Les tablettes d’argile ne sont pas les seuls documents écrits. Plus de 30 bulles en argile témoignent à Beydar de l’utilisation de l’écriture en association avec la pratique du scellement.
La porte interne NE de la cité et le “bâtiment nord” (~ 2700-2350 av. J.-C.)
La porte interne NE de la cité constitue l’un des anciens accès à la ville haute, à partir duquel une rue étroite mène au plateau central du site. Le « bâtiment nord », situé au sommet de la pente surplombant la porte, est un grand complexe public qui a été en fonction pendant plusieurs phases de l’existence de la cité, mais son époque principale remonte à la période Early Jezirah IIIa.
Outre une aile de pièces, il comprend un secteur consacré à la production à grande échelle de nourriture et à la cuisson des aliments. Les trouvailles les plus importantes consistent en un petit groupe de textes administratifs, plus anciens (Early Jezirah IIIa final) que le reste du corpus des tablettes découvertes à Tell Beydar.
Le Palais hellénistique (~ 150 av. J.-C.)

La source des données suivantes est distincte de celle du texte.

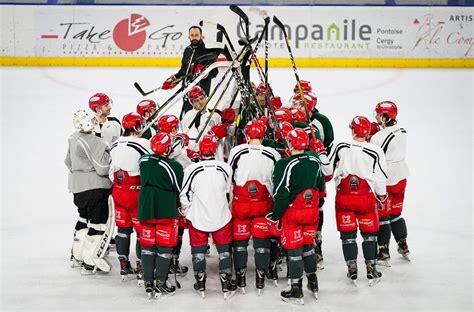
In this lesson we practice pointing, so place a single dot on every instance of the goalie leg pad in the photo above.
(78, 244)
(241, 229)
(166, 232)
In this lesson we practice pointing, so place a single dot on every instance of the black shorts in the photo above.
(93, 205)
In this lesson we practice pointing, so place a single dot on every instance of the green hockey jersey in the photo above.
(160, 180)
(291, 176)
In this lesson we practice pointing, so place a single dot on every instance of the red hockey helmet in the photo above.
(298, 115)
(98, 100)
(195, 93)
(167, 123)
(298, 139)
(208, 145)
(228, 115)
(261, 88)
(387, 107)
(255, 130)
(305, 85)
(161, 143)
(283, 114)
(285, 128)
(146, 106)
(311, 100)
(132, 120)
(360, 126)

Durant la première moitié de la période hellénistique (305-150 av. J.-C.), la Mésopotamie était une partie de l’empire grec séleucide. Peu après 150 av. J.-C., elle fut conquise par les Parthes. Même si la région passait sous un pouvoir étranger, les vieilles traditions des habitants locaux sémites continuèrent à être vivaces.
Le Palais hellénistique de Tell Beydar, édifié vers 150 av. J.-C., témoigne de la continuité de l’ancien héritage architectural mésopotamien. Sa construction est contemporaine des dernières années du pouvoir grec sur la région ou des premiers temps de l’occupation parthe.
La qualité de l’architecture, la taille du bâtiment et la distribution des pièces présentent une parfaite symétrie. Tout indique qu’il s’agit d’un important bâtiment officiel.
Une grande cour rectangulaire mène vers le N à un long hall. L’aile N du bâtiment se compose de cinq pièces en enfilade, la pièce centrale étant la plus vaste. La façade O est renforcée par des contreforts. C’était vraisemblablement le cas de toutes les façades. Toutes ces caractéristiques sont en relation avec l’héritage architectural mésopotamien qui survécut à la conquête grecque.
Le bâtiment fut réoccupé plus tard par des squatters (~ 75-50 av. J.-C.) qui subdivisèrent les pièces et la cour en unités plus petites.
Un quartier d’habitat datant de la période hellénistique (Chantier C) (~ 150-50 av. J.-C.)
Le chantier C est situé sur le plateau de la ville haute, au NE du complexe palatial du 3e millénaire et au SE du Palais hellénistique. Trois campagnes de fouilles ont permis de mettre au jour un complexe architectural composé de plusieurs bâtiments. Certains d’entre eux ont été très probablement construits à une époque contemporaine de celle du Palais hellénistique, phase IIa. Ils ont été réoccupés ultérieurement (à une époque contemporaine de la phase IIb du Palai hellénistique).
Les murs épais en pisé sur une base de blocs de basalte ont permis de définir des terrasses, peut-être destinées à contrebalancer la pente naturelle du tell et à organiser l’espace ambiant. Il est également évident que les derniers occupants de la phase IIb ont quitté le site dans la hâte, abandonnant dans leur fuite un inventaire conséquent de céramique et d’objets liés à la mouture des céréales.